The S&P 500, consisting of 500 of the largest publicly traded companies in the US, is often considered a gold standard for market performance. But here’s a thought-provoking question: Do you truly need all 500 stocks to achieve optimal results? In this blog post, we’ll dive into a data analysis that challenges the notion of quantity and explores whether a smaller selection of stocks can deliver comparable outcomes.
First let’s replicate the SPY
To establish a firm foundation for our analysis, I undertook the task of replicating the S&P 500 using historical constituents and price data from two decades ago. The primary objective was to compare the performance of this replication with that of the actual S&P 500, as represented by the SPY ETF. The results were highly promising, as depicted in the graph below, where the equity curves of both our replication and the SPY ETF closely mirrored each other. This robust replication process not only affirmed the accuracy of our data analysis but also strengthened its validity.
Exploring Different Stock Indexes
With the replication successfully completed, it was time to explore whether having fewer stocks in a portfolio could still deliver strong returns and effective risk management. Using our replication as a foundation, I also constructed portfolios that encompassed the top 250 stocks (sp250), the top 100 stocks (sp100), the top 50 stocks (sp50), and the top 20 stocks (sp20). I sorted by market capitalization which I also used for position sizing.
The results revealed a notable trend: as the number of stocks decreased, so did the returns and the Sharpe ratio, which is a measure of risk-adjusted returns. While the S&P 500, with its full complement of 500 stocks, demonstrated robust performance and favorable risk-adjusted returns, the portfolios with fewer stocks exhibited diminished results. This suggests that diversification across a larger number of stocks offers potential benefits in terms of both performance and risk management.
To visualize these results, refer to the following table, which showcases the annualized rate of return, annualized standard deviation, Sharpe ratio, maximum drawdown, as well as the accompanying graph.

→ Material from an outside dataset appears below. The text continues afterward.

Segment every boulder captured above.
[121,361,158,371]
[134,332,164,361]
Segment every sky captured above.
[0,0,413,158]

AROR | ASTD | SR | MAX_DD | |
sp500 | 0.1046 | 0.1922 | 0.5442 | 0.5451 |
sp250 | 0.1019 | 0.1894 | 0.5382 | 0.5337 |
sp100 | 0.0968 | 0.1892 | 0.5117 | 0.5392 |
sp50 | 0.0951 | 0.1886 | 0.5042 | 0.5132 |
sp20 | 0.0908 | 0.1928 | 0.4710 | 0.5123 |
Equal Weighting Consideration
To gain further insights into the impact of diversification, I repeated the analysis, this time with equal-weighted portfolios. The portfolios of the sp250ew, sp100ew, sp50ew, and sp20ew—utilizing equal weighting—yielded similar outcomes. While there was a slight increase in returns, it was accompanied by a corresponding rise in risk. Therefore, while equal weighting may provide a modest performance boost, it also introduces a higher level of risk compared to the traditional market-cap weighting approach.
AROR | ASTD | SR | MAX_DD | |
sp500ew | 0.1233 | 0.2114 | 0.5831 | 0.5789 |
sp250ew | 0.1112 | 0.1940 | 0.5733 | 0.5457 |
sp100ew | 0.0997 | 0.1906 | 0.5231 | 0.5656 |
sp50ew | 0.0945 | 0.1848 | 0.5113 | 0.5192 |
sp20ew | 0.0833 | 0.1856 | 0.4488 | 0.5171 |
Conclusion
The data analysis presents a compelling case for the inclusion of a significant number of stocks, such as the 500 found in the S&P 500, in a portfolio. Despite the allure of simplicity and potential gains associated with smaller stock indexes, the evidence suggests that diversification across a larger number of stocks leads to superior risk-adjusted returns. While replicating the S&P 500 with fewer stocks may produce similar equity curves, the diminished returns and Sharpe ratio underscore the importance of broad exposure to market sectors and individual companies.